Another dark-side term from those days was Devil’s Den, for a small cave on a mountainside. There is one 30 feet below the top of the cliff on Mount Willard in Crawford Notch (you can see it from the road), which I visited once with a mountain guide after climbing the face.
There is also a Devil’s Den I visited once in a steep boulder field in the Mink Hills down in Warner. These hills used to be in the older AMC White Mountain Guide because they were on the old road north from Boston. People had time to stop and linger, and probably stay over, on their way north to the White Mountains. Or the Mink Hills was their destination.

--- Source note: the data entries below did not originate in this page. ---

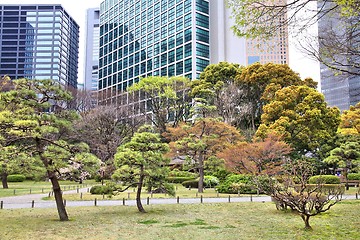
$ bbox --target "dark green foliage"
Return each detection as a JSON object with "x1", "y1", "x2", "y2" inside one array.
[
  {"x1": 166, "y1": 177, "x2": 195, "y2": 183},
  {"x1": 8, "y1": 174, "x2": 26, "y2": 182},
  {"x1": 309, "y1": 175, "x2": 340, "y2": 184},
  {"x1": 182, "y1": 179, "x2": 199, "y2": 188},
  {"x1": 90, "y1": 185, "x2": 115, "y2": 194},
  {"x1": 217, "y1": 174, "x2": 257, "y2": 194},
  {"x1": 348, "y1": 173, "x2": 360, "y2": 180}
]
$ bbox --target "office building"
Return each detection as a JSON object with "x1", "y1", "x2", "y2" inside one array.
[
  {"x1": 0, "y1": 4, "x2": 79, "y2": 89},
  {"x1": 318, "y1": 1, "x2": 360, "y2": 111},
  {"x1": 84, "y1": 8, "x2": 100, "y2": 92}
]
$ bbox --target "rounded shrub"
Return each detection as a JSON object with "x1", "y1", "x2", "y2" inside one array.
[
  {"x1": 348, "y1": 173, "x2": 360, "y2": 180},
  {"x1": 7, "y1": 174, "x2": 26, "y2": 182},
  {"x1": 217, "y1": 174, "x2": 256, "y2": 194},
  {"x1": 90, "y1": 185, "x2": 114, "y2": 194},
  {"x1": 309, "y1": 175, "x2": 340, "y2": 184}
]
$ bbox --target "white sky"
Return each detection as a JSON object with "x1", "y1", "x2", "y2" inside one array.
[{"x1": 0, "y1": 0, "x2": 320, "y2": 83}]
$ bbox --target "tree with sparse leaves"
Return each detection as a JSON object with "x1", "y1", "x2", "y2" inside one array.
[{"x1": 113, "y1": 126, "x2": 170, "y2": 213}]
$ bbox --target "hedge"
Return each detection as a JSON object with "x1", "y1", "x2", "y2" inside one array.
[
  {"x1": 348, "y1": 173, "x2": 360, "y2": 180},
  {"x1": 7, "y1": 174, "x2": 26, "y2": 182},
  {"x1": 309, "y1": 175, "x2": 340, "y2": 184}
]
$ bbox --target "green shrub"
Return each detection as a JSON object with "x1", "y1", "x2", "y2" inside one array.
[
  {"x1": 7, "y1": 174, "x2": 26, "y2": 182},
  {"x1": 169, "y1": 168, "x2": 198, "y2": 179},
  {"x1": 348, "y1": 173, "x2": 360, "y2": 180},
  {"x1": 204, "y1": 176, "x2": 219, "y2": 188},
  {"x1": 182, "y1": 179, "x2": 199, "y2": 188},
  {"x1": 309, "y1": 175, "x2": 340, "y2": 184},
  {"x1": 217, "y1": 174, "x2": 256, "y2": 194},
  {"x1": 90, "y1": 185, "x2": 114, "y2": 194},
  {"x1": 166, "y1": 177, "x2": 195, "y2": 183}
]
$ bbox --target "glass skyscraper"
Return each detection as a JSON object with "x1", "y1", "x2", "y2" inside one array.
[
  {"x1": 0, "y1": 4, "x2": 79, "y2": 88},
  {"x1": 98, "y1": 0, "x2": 210, "y2": 107}
]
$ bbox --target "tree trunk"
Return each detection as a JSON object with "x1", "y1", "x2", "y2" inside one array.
[
  {"x1": 301, "y1": 214, "x2": 312, "y2": 230},
  {"x1": 48, "y1": 171, "x2": 69, "y2": 221},
  {"x1": 1, "y1": 173, "x2": 9, "y2": 188},
  {"x1": 198, "y1": 152, "x2": 204, "y2": 193},
  {"x1": 136, "y1": 172, "x2": 146, "y2": 213}
]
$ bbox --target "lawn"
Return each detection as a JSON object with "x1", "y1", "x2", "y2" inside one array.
[
  {"x1": 0, "y1": 180, "x2": 95, "y2": 197},
  {"x1": 0, "y1": 201, "x2": 360, "y2": 240}
]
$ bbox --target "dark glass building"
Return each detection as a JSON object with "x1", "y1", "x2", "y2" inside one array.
[
  {"x1": 0, "y1": 5, "x2": 79, "y2": 88},
  {"x1": 98, "y1": 0, "x2": 210, "y2": 107}
]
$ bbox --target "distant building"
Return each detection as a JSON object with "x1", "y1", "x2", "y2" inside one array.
[
  {"x1": 0, "y1": 4, "x2": 79, "y2": 89},
  {"x1": 84, "y1": 8, "x2": 100, "y2": 92},
  {"x1": 318, "y1": 1, "x2": 360, "y2": 111}
]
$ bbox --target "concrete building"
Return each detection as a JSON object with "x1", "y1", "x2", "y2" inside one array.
[
  {"x1": 0, "y1": 4, "x2": 79, "y2": 89},
  {"x1": 84, "y1": 8, "x2": 100, "y2": 91}
]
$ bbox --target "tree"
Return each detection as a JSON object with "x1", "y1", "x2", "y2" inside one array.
[
  {"x1": 254, "y1": 159, "x2": 343, "y2": 229},
  {"x1": 127, "y1": 76, "x2": 191, "y2": 134},
  {"x1": 218, "y1": 135, "x2": 291, "y2": 175},
  {"x1": 191, "y1": 62, "x2": 242, "y2": 126},
  {"x1": 236, "y1": 63, "x2": 316, "y2": 131},
  {"x1": 167, "y1": 118, "x2": 241, "y2": 193},
  {"x1": 324, "y1": 140, "x2": 360, "y2": 188},
  {"x1": 113, "y1": 126, "x2": 169, "y2": 213},
  {"x1": 228, "y1": 0, "x2": 360, "y2": 75},
  {"x1": 339, "y1": 102, "x2": 360, "y2": 135},
  {"x1": 256, "y1": 86, "x2": 340, "y2": 154},
  {"x1": 74, "y1": 106, "x2": 138, "y2": 167},
  {"x1": 0, "y1": 79, "x2": 100, "y2": 221}
]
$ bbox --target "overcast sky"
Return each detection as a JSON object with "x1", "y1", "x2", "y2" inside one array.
[{"x1": 0, "y1": 0, "x2": 320, "y2": 85}]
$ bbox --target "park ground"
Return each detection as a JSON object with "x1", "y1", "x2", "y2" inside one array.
[{"x1": 0, "y1": 200, "x2": 360, "y2": 240}]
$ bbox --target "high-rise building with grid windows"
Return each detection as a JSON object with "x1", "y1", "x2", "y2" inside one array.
[
  {"x1": 0, "y1": 4, "x2": 79, "y2": 89},
  {"x1": 98, "y1": 0, "x2": 210, "y2": 108}
]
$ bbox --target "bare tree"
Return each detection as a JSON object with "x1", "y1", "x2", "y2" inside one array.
[{"x1": 254, "y1": 160, "x2": 344, "y2": 229}]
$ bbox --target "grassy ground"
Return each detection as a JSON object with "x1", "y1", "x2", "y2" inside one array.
[
  {"x1": 0, "y1": 201, "x2": 360, "y2": 240},
  {"x1": 0, "y1": 180, "x2": 95, "y2": 197}
]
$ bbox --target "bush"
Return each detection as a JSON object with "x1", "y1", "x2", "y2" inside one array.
[
  {"x1": 169, "y1": 169, "x2": 198, "y2": 179},
  {"x1": 348, "y1": 173, "x2": 360, "y2": 180},
  {"x1": 204, "y1": 176, "x2": 219, "y2": 188},
  {"x1": 217, "y1": 174, "x2": 257, "y2": 194},
  {"x1": 166, "y1": 177, "x2": 195, "y2": 183},
  {"x1": 7, "y1": 174, "x2": 26, "y2": 182},
  {"x1": 309, "y1": 175, "x2": 340, "y2": 184},
  {"x1": 90, "y1": 185, "x2": 114, "y2": 195},
  {"x1": 182, "y1": 179, "x2": 199, "y2": 188}
]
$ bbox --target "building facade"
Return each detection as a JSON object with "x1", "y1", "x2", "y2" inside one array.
[
  {"x1": 0, "y1": 4, "x2": 79, "y2": 89},
  {"x1": 84, "y1": 8, "x2": 100, "y2": 92},
  {"x1": 98, "y1": 0, "x2": 210, "y2": 107},
  {"x1": 318, "y1": 1, "x2": 360, "y2": 111}
]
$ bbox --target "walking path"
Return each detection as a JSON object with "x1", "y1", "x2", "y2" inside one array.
[{"x1": 0, "y1": 188, "x2": 356, "y2": 209}]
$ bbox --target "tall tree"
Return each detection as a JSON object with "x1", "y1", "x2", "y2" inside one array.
[
  {"x1": 0, "y1": 79, "x2": 100, "y2": 221},
  {"x1": 127, "y1": 76, "x2": 191, "y2": 134},
  {"x1": 167, "y1": 118, "x2": 241, "y2": 193},
  {"x1": 113, "y1": 126, "x2": 169, "y2": 213},
  {"x1": 228, "y1": 0, "x2": 360, "y2": 75},
  {"x1": 256, "y1": 86, "x2": 340, "y2": 154}
]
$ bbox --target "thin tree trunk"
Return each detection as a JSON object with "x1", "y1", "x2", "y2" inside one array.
[
  {"x1": 1, "y1": 173, "x2": 9, "y2": 188},
  {"x1": 198, "y1": 152, "x2": 204, "y2": 193},
  {"x1": 301, "y1": 214, "x2": 312, "y2": 230},
  {"x1": 136, "y1": 172, "x2": 146, "y2": 213},
  {"x1": 48, "y1": 171, "x2": 69, "y2": 221}
]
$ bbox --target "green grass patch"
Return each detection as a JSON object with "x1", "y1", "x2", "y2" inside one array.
[{"x1": 0, "y1": 200, "x2": 360, "y2": 240}]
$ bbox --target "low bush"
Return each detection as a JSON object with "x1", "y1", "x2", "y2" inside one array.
[
  {"x1": 348, "y1": 173, "x2": 360, "y2": 180},
  {"x1": 309, "y1": 175, "x2": 340, "y2": 184},
  {"x1": 7, "y1": 174, "x2": 26, "y2": 182},
  {"x1": 217, "y1": 174, "x2": 257, "y2": 194},
  {"x1": 90, "y1": 185, "x2": 114, "y2": 194},
  {"x1": 166, "y1": 177, "x2": 195, "y2": 183}
]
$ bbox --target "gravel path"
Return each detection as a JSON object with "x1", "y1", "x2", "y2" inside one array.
[{"x1": 0, "y1": 188, "x2": 356, "y2": 209}]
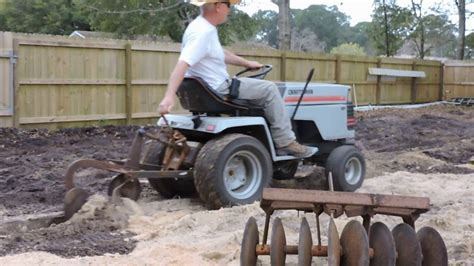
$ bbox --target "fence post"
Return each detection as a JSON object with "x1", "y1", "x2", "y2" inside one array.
[
  {"x1": 410, "y1": 61, "x2": 417, "y2": 104},
  {"x1": 336, "y1": 55, "x2": 341, "y2": 84},
  {"x1": 12, "y1": 38, "x2": 20, "y2": 128},
  {"x1": 125, "y1": 43, "x2": 133, "y2": 125},
  {"x1": 438, "y1": 63, "x2": 445, "y2": 101},
  {"x1": 280, "y1": 52, "x2": 286, "y2": 81},
  {"x1": 375, "y1": 58, "x2": 382, "y2": 105}
]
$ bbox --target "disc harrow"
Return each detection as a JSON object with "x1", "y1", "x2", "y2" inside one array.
[{"x1": 240, "y1": 188, "x2": 448, "y2": 266}]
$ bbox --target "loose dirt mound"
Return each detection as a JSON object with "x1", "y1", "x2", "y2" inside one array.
[{"x1": 0, "y1": 105, "x2": 474, "y2": 264}]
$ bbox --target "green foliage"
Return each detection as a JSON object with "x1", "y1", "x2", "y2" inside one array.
[
  {"x1": 331, "y1": 43, "x2": 366, "y2": 56},
  {"x1": 465, "y1": 32, "x2": 474, "y2": 59},
  {"x1": 252, "y1": 10, "x2": 278, "y2": 47},
  {"x1": 410, "y1": 14, "x2": 456, "y2": 57},
  {"x1": 0, "y1": 0, "x2": 89, "y2": 34},
  {"x1": 344, "y1": 22, "x2": 373, "y2": 54},
  {"x1": 368, "y1": 2, "x2": 412, "y2": 56},
  {"x1": 294, "y1": 5, "x2": 350, "y2": 50},
  {"x1": 219, "y1": 8, "x2": 258, "y2": 45},
  {"x1": 74, "y1": 0, "x2": 185, "y2": 41}
]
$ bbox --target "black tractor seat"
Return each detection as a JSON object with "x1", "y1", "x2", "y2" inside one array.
[{"x1": 176, "y1": 77, "x2": 264, "y2": 116}]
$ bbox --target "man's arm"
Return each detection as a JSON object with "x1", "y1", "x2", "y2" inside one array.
[
  {"x1": 158, "y1": 60, "x2": 189, "y2": 115},
  {"x1": 224, "y1": 50, "x2": 263, "y2": 69}
]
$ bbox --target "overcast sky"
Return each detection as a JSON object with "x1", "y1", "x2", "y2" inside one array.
[{"x1": 239, "y1": 0, "x2": 474, "y2": 31}]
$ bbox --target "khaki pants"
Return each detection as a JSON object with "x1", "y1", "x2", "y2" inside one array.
[{"x1": 216, "y1": 78, "x2": 296, "y2": 148}]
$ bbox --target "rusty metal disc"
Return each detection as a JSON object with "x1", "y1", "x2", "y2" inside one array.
[
  {"x1": 341, "y1": 220, "x2": 370, "y2": 266},
  {"x1": 298, "y1": 217, "x2": 313, "y2": 266},
  {"x1": 416, "y1": 226, "x2": 448, "y2": 266},
  {"x1": 107, "y1": 174, "x2": 142, "y2": 200},
  {"x1": 64, "y1": 187, "x2": 89, "y2": 220},
  {"x1": 392, "y1": 223, "x2": 422, "y2": 266},
  {"x1": 240, "y1": 217, "x2": 258, "y2": 266},
  {"x1": 270, "y1": 217, "x2": 286, "y2": 266},
  {"x1": 369, "y1": 222, "x2": 397, "y2": 266},
  {"x1": 328, "y1": 218, "x2": 341, "y2": 266}
]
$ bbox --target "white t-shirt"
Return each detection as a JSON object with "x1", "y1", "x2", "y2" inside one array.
[{"x1": 179, "y1": 16, "x2": 229, "y2": 89}]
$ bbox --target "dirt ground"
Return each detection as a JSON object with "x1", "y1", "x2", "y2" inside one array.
[{"x1": 0, "y1": 104, "x2": 474, "y2": 264}]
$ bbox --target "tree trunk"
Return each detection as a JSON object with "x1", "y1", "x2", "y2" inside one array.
[
  {"x1": 382, "y1": 0, "x2": 390, "y2": 57},
  {"x1": 272, "y1": 0, "x2": 291, "y2": 50},
  {"x1": 454, "y1": 0, "x2": 466, "y2": 60}
]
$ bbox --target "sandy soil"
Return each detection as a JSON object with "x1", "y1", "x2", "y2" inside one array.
[{"x1": 0, "y1": 105, "x2": 474, "y2": 265}]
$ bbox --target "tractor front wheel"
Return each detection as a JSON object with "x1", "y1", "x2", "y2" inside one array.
[
  {"x1": 194, "y1": 134, "x2": 272, "y2": 209},
  {"x1": 326, "y1": 145, "x2": 365, "y2": 192}
]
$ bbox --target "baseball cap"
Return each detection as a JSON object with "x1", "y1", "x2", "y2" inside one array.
[{"x1": 189, "y1": 0, "x2": 240, "y2": 6}]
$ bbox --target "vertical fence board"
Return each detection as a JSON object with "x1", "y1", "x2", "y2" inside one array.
[{"x1": 444, "y1": 61, "x2": 474, "y2": 99}]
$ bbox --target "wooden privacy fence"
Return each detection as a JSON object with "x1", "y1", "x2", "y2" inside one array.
[
  {"x1": 0, "y1": 32, "x2": 474, "y2": 127},
  {"x1": 444, "y1": 61, "x2": 474, "y2": 99}
]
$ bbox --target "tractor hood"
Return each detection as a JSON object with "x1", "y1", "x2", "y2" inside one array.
[{"x1": 277, "y1": 82, "x2": 350, "y2": 105}]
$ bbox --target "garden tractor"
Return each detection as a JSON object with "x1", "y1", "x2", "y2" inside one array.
[{"x1": 65, "y1": 65, "x2": 365, "y2": 219}]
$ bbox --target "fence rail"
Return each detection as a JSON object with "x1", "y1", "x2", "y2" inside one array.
[{"x1": 0, "y1": 32, "x2": 474, "y2": 127}]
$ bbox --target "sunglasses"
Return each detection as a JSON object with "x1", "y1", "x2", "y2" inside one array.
[{"x1": 216, "y1": 2, "x2": 230, "y2": 8}]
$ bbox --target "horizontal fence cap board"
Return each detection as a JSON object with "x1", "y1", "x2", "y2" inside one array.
[{"x1": 369, "y1": 67, "x2": 426, "y2": 78}]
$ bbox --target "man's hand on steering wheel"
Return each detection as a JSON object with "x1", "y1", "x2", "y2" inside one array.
[{"x1": 245, "y1": 61, "x2": 263, "y2": 71}]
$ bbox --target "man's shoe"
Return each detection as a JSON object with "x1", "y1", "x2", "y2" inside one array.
[{"x1": 277, "y1": 141, "x2": 318, "y2": 158}]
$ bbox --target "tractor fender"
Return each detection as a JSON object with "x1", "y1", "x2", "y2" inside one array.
[{"x1": 157, "y1": 114, "x2": 281, "y2": 161}]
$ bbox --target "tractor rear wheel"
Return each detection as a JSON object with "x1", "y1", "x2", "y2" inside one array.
[
  {"x1": 142, "y1": 141, "x2": 196, "y2": 199},
  {"x1": 326, "y1": 145, "x2": 365, "y2": 192},
  {"x1": 194, "y1": 134, "x2": 272, "y2": 209}
]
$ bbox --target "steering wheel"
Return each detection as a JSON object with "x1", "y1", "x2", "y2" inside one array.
[{"x1": 235, "y1": 65, "x2": 273, "y2": 79}]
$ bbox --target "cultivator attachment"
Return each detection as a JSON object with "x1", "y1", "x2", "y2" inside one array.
[
  {"x1": 64, "y1": 127, "x2": 197, "y2": 220},
  {"x1": 240, "y1": 185, "x2": 448, "y2": 266}
]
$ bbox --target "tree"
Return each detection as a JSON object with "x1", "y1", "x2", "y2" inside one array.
[
  {"x1": 252, "y1": 10, "x2": 278, "y2": 48},
  {"x1": 2, "y1": 0, "x2": 90, "y2": 34},
  {"x1": 272, "y1": 0, "x2": 291, "y2": 50},
  {"x1": 409, "y1": 14, "x2": 456, "y2": 58},
  {"x1": 75, "y1": 0, "x2": 257, "y2": 45},
  {"x1": 368, "y1": 0, "x2": 412, "y2": 57},
  {"x1": 344, "y1": 22, "x2": 375, "y2": 55},
  {"x1": 219, "y1": 8, "x2": 258, "y2": 45},
  {"x1": 331, "y1": 43, "x2": 366, "y2": 56},
  {"x1": 465, "y1": 32, "x2": 474, "y2": 59},
  {"x1": 75, "y1": 0, "x2": 185, "y2": 41},
  {"x1": 295, "y1": 5, "x2": 350, "y2": 51},
  {"x1": 411, "y1": 0, "x2": 426, "y2": 59},
  {"x1": 454, "y1": 0, "x2": 466, "y2": 60}
]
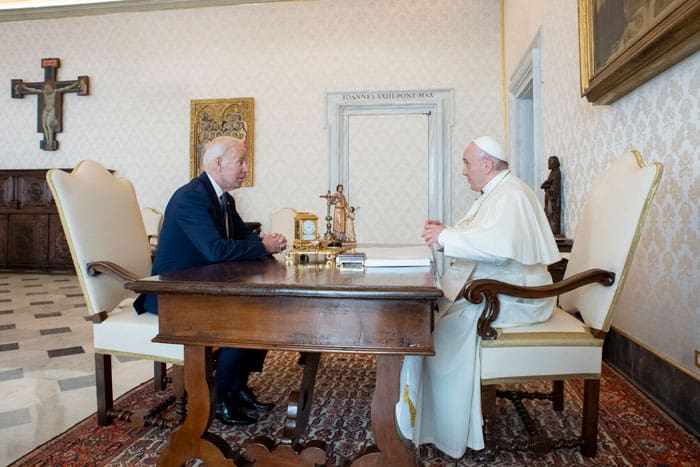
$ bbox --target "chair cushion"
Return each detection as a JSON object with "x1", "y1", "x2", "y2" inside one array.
[
  {"x1": 93, "y1": 306, "x2": 184, "y2": 365},
  {"x1": 481, "y1": 308, "x2": 603, "y2": 384}
]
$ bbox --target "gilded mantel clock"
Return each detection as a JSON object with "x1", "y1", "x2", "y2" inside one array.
[{"x1": 294, "y1": 212, "x2": 319, "y2": 247}]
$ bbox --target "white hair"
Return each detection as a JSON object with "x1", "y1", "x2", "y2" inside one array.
[{"x1": 202, "y1": 136, "x2": 245, "y2": 167}]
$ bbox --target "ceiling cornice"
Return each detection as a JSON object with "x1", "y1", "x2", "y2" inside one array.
[{"x1": 0, "y1": 0, "x2": 307, "y2": 23}]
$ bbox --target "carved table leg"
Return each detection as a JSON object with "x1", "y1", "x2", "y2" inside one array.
[
  {"x1": 246, "y1": 352, "x2": 326, "y2": 467},
  {"x1": 352, "y1": 355, "x2": 417, "y2": 467},
  {"x1": 158, "y1": 345, "x2": 236, "y2": 467}
]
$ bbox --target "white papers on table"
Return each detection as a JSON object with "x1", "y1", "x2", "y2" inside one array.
[{"x1": 360, "y1": 245, "x2": 433, "y2": 268}]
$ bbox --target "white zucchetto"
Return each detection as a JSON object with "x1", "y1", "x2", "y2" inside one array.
[{"x1": 474, "y1": 136, "x2": 508, "y2": 162}]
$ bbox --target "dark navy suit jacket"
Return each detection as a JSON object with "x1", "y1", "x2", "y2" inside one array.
[{"x1": 134, "y1": 172, "x2": 266, "y2": 314}]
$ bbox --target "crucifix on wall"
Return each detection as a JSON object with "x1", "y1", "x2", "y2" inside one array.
[{"x1": 12, "y1": 58, "x2": 90, "y2": 151}]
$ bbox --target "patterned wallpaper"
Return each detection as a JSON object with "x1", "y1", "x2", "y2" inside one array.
[
  {"x1": 0, "y1": 0, "x2": 503, "y2": 241},
  {"x1": 505, "y1": 0, "x2": 700, "y2": 375}
]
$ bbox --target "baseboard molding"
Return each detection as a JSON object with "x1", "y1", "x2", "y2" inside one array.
[{"x1": 603, "y1": 329, "x2": 700, "y2": 437}]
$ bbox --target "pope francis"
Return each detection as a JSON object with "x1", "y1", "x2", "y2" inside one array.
[{"x1": 396, "y1": 136, "x2": 560, "y2": 458}]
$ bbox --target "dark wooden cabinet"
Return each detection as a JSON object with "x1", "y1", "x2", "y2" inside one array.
[{"x1": 0, "y1": 169, "x2": 73, "y2": 269}]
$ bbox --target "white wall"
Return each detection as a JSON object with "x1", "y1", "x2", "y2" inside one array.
[
  {"x1": 505, "y1": 0, "x2": 700, "y2": 375},
  {"x1": 0, "y1": 0, "x2": 503, "y2": 236}
]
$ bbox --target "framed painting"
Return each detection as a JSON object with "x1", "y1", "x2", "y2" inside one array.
[
  {"x1": 190, "y1": 97, "x2": 255, "y2": 186},
  {"x1": 578, "y1": 0, "x2": 700, "y2": 104}
]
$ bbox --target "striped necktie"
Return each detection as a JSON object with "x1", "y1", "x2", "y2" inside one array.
[{"x1": 219, "y1": 193, "x2": 230, "y2": 238}]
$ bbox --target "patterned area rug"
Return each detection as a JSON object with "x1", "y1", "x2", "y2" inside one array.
[{"x1": 11, "y1": 351, "x2": 700, "y2": 467}]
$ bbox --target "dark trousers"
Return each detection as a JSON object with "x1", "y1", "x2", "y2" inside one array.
[{"x1": 215, "y1": 348, "x2": 267, "y2": 401}]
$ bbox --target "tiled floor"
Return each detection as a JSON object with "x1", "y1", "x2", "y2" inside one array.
[{"x1": 0, "y1": 272, "x2": 153, "y2": 465}]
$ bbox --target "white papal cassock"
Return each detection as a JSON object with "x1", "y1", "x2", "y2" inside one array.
[{"x1": 396, "y1": 170, "x2": 560, "y2": 458}]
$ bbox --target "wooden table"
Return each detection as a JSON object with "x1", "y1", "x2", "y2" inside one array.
[{"x1": 127, "y1": 258, "x2": 442, "y2": 467}]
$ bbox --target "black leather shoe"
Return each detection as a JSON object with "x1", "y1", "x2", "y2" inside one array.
[
  {"x1": 230, "y1": 388, "x2": 275, "y2": 410},
  {"x1": 216, "y1": 402, "x2": 258, "y2": 426}
]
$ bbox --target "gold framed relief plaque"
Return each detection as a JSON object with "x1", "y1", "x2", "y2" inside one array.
[{"x1": 190, "y1": 97, "x2": 255, "y2": 186}]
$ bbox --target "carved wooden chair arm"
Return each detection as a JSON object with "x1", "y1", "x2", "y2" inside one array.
[
  {"x1": 462, "y1": 269, "x2": 615, "y2": 340},
  {"x1": 85, "y1": 261, "x2": 141, "y2": 281}
]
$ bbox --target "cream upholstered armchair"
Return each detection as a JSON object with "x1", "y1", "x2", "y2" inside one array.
[
  {"x1": 46, "y1": 161, "x2": 184, "y2": 425},
  {"x1": 463, "y1": 151, "x2": 663, "y2": 459}
]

Anyway, back in Stark village, I turned left on the Northside Road and followed the swift Upper Ammonoosuc River on the curvy road for almost a mile. I crossed the railroad tracks, passed one house on the right, then passed a small sand pit, then pulled into a modest pullout on the right.
Anxious to get going after a long drive, I grabbed my pack and headed up the trail. Yellow blazes made the foliage covered trail easy to follow.
The woods was wet from recent rain. It reminded me of hiking out in Washington state a few weeks previously, minus the giant Douglas fir trees. Yet, the leaf covered trail was very pleasant as it wound up through the mixed second growth forest. There was the familiar New England autumn smell of vegetal death, inseparable from the spiritual renewal found while passing through the chilly open forest.
At an abrupt change to steepness just before the top, the forest turned dark and coniferous. I climbed the last few yards out to a cliff top lookout.
Great space opened ahead, with the village and river down below. A chilly breeze came from the south. I scrambled about the cliff edge, looking for the best view and good lunch spot. I found it further uphill, settling on a comfortable shelf in the sun with a view eastward. I pulled out Nilsen’s “50 Hikes” and enjoyed reading his take on where I was.
He mentioned that the best lookout was from a wide shelf down below where I had first emerged at the cliff edge. I packed up and headed down there.The closer view of Stark village held my attention.
Satisfied, I headed back down the trail and drove to Mount Jasper in Berlin, another storied mountain indeed.